These aren't unique to a multi-payer system, they are inherant in any system that attempts to pool risk. It's 100% downright false to assume that malpractice litigation (and, subsequently, lawyers working on a contingency basis) would decrease simply because we nationalize the healthcare industry.

VForVendetta wrote:
Also, these private pharmceutical companies could corrupt the health care system as well by buying off doctors and attempting to establish monopolies while preventing cheaper, more efficient drugs from entering the market.

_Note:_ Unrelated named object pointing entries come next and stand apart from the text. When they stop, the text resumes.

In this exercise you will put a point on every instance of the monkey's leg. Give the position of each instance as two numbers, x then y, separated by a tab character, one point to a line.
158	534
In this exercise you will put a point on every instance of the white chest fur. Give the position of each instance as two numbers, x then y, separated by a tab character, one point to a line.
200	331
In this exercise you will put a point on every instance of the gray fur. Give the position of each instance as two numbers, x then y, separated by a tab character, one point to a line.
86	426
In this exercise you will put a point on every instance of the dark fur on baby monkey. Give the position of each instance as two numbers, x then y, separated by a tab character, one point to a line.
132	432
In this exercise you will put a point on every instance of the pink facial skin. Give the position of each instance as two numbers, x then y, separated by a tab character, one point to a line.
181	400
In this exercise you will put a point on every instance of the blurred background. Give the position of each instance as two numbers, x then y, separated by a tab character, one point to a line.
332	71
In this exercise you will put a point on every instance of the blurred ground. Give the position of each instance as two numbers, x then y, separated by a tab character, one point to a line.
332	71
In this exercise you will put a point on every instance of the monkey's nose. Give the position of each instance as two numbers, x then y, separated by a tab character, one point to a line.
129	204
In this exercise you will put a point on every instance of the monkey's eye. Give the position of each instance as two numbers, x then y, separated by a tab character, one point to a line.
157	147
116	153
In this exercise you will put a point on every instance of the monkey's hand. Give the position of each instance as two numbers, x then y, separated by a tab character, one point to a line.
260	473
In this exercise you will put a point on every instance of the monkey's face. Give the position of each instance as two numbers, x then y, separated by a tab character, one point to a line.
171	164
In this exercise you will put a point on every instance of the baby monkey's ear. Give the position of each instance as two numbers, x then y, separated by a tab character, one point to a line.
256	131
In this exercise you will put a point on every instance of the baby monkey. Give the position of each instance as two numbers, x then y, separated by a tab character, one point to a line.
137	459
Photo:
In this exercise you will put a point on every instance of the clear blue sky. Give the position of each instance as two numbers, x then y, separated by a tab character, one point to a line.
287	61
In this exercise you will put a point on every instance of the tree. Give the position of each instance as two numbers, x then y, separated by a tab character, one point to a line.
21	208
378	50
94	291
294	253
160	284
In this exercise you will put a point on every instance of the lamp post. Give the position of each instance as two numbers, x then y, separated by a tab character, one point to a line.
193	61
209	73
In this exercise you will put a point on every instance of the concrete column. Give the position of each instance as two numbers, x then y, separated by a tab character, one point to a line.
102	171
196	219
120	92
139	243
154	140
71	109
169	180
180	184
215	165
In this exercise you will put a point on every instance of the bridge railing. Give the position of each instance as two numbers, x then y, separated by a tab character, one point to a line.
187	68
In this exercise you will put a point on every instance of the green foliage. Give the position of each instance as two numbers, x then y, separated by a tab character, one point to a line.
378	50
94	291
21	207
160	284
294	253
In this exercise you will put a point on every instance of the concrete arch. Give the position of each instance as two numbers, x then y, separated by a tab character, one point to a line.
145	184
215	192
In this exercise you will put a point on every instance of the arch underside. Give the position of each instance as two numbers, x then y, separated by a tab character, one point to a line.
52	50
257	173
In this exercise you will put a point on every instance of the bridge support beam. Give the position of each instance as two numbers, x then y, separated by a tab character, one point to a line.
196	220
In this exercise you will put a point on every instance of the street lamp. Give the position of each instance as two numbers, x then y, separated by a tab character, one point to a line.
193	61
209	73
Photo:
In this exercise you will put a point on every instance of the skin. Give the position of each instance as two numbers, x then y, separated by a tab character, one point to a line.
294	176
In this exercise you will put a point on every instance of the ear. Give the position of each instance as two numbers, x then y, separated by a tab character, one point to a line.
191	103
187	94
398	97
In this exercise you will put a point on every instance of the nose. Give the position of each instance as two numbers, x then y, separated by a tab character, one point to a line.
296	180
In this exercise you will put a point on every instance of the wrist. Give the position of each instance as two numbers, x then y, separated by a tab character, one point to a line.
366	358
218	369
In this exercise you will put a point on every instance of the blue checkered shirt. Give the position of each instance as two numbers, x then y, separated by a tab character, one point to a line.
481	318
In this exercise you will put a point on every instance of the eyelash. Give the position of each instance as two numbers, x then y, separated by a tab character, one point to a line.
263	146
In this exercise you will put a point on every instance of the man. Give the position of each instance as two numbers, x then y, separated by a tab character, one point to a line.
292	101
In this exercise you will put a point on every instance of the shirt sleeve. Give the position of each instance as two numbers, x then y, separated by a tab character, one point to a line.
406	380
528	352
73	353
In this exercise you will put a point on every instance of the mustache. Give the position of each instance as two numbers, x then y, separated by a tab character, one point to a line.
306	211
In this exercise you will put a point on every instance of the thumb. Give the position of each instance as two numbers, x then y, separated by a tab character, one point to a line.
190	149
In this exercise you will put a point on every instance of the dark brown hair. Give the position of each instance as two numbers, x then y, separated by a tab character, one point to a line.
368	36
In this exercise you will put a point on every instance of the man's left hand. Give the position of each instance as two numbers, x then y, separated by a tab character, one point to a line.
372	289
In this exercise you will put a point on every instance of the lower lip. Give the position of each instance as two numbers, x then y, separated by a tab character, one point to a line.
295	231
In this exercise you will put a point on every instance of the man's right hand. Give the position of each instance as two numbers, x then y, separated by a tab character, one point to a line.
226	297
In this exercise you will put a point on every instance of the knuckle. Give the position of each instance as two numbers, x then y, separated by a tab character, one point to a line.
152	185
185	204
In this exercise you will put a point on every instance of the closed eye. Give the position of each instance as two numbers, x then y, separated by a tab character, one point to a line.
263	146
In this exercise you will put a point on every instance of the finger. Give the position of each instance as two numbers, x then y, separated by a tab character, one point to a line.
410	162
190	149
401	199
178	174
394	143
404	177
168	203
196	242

And what you seem to be unable to grasp is that what you just describe is a function of government intervention. What's the most effective way for a company to prevent drugs from hitting the market? Establishing a patent and limiting the supply through government intervenmtion. That's precisely what I am saying: the pharmaceutical companies have been granted too much power, but that power can only come through subsidies, tax breaks, patents, and the like via the government. You don't see Advil trying to get Tylonol taken off the shelves, do you? Why? Because they are generic ibuprofen drugs that are OTC and without a patent. They are readily available in any corner store in the US, and NOBODY complains that Tylonol or NyQuil is Price Gouging. Without the interference in the market forces that the government inherantly represents, competition drives the price down.

andres wrote:
If the government payed for everyone's bills, then the system would already be socialized and the cost of healthcare in the US would fall.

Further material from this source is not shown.